To efficiently search in a rotated sorted array, we use a modified version of binary search. Although the array isn't fully sorted due to the rotation, we can still take advantage of the fact that at least one half of the array (either left or right) is always sorted.
Understanding the Problem
In a regular binary search, we look for the target by checking if it lies in the left or right half, since the array is sorted. In a rotated sorted array, that logic needs adjustment. At every step, we still check the middle element, but also identify which half is sorted, and whether the target lies within that sorted half.
What Cases Can Occur?
- Case 1: The element at mid is the key — In this case, we simply return the index.
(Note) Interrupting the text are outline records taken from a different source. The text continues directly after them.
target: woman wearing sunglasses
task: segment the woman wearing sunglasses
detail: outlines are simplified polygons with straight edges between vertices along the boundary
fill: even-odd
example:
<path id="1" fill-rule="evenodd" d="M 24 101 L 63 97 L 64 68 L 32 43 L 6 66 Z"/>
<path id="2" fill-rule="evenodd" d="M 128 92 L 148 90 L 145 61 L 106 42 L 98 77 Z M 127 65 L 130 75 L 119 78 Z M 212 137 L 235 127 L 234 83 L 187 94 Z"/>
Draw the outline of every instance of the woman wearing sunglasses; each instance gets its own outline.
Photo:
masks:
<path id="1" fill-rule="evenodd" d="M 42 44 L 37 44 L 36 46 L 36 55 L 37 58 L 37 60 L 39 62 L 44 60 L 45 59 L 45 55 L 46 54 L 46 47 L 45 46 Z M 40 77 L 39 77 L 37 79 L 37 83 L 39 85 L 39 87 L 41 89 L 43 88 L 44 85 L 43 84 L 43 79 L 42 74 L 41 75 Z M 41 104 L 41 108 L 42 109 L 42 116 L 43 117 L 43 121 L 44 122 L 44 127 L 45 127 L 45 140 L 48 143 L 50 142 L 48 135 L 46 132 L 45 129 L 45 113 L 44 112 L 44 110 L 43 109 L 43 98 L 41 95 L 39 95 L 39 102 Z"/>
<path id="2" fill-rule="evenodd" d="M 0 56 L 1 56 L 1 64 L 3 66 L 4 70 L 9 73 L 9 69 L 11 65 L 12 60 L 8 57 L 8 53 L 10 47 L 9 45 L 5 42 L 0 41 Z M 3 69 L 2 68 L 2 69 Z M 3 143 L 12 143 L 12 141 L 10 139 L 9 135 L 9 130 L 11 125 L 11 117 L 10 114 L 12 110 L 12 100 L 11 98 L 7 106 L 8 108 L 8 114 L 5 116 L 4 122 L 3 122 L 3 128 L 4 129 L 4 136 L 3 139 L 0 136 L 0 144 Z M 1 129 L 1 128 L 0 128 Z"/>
- Case 2: The left half is sorted — This means
arr[start] ≤ arr[mid]
. Now:
- If the key lies between
arr[start]
and arr[mid]
, then we discard the right half by moving end = mid - 1
.
- Otherwise, we move
start = mid + 1
to search in the unsorted right half.
- Case 3: The right half is sorted — This means
arr[mid] ≤ arr[end]
. Then:
- If the key lies between
arr[mid]
and arr[end]
, we search the right half by setting start = mid + 1
.
- Otherwise, move
end = mid - 1
to check the left half.
- Case 4: Empty array — If the array is empty, we immediately return
-1
because there's nothing to search.
- Case 5: Single element — We directly compare it with the key. If it matches, return 0; otherwise, return -1.
Why This Works
This approach works in O(log n) time because we effectively discard half the array in every step, just like standard binary search. By checking which half is sorted and narrowing the range intelligently, we find the target if it exists.
It’s a very efficient way to deal with rotated arrays, and works well even for large datasets.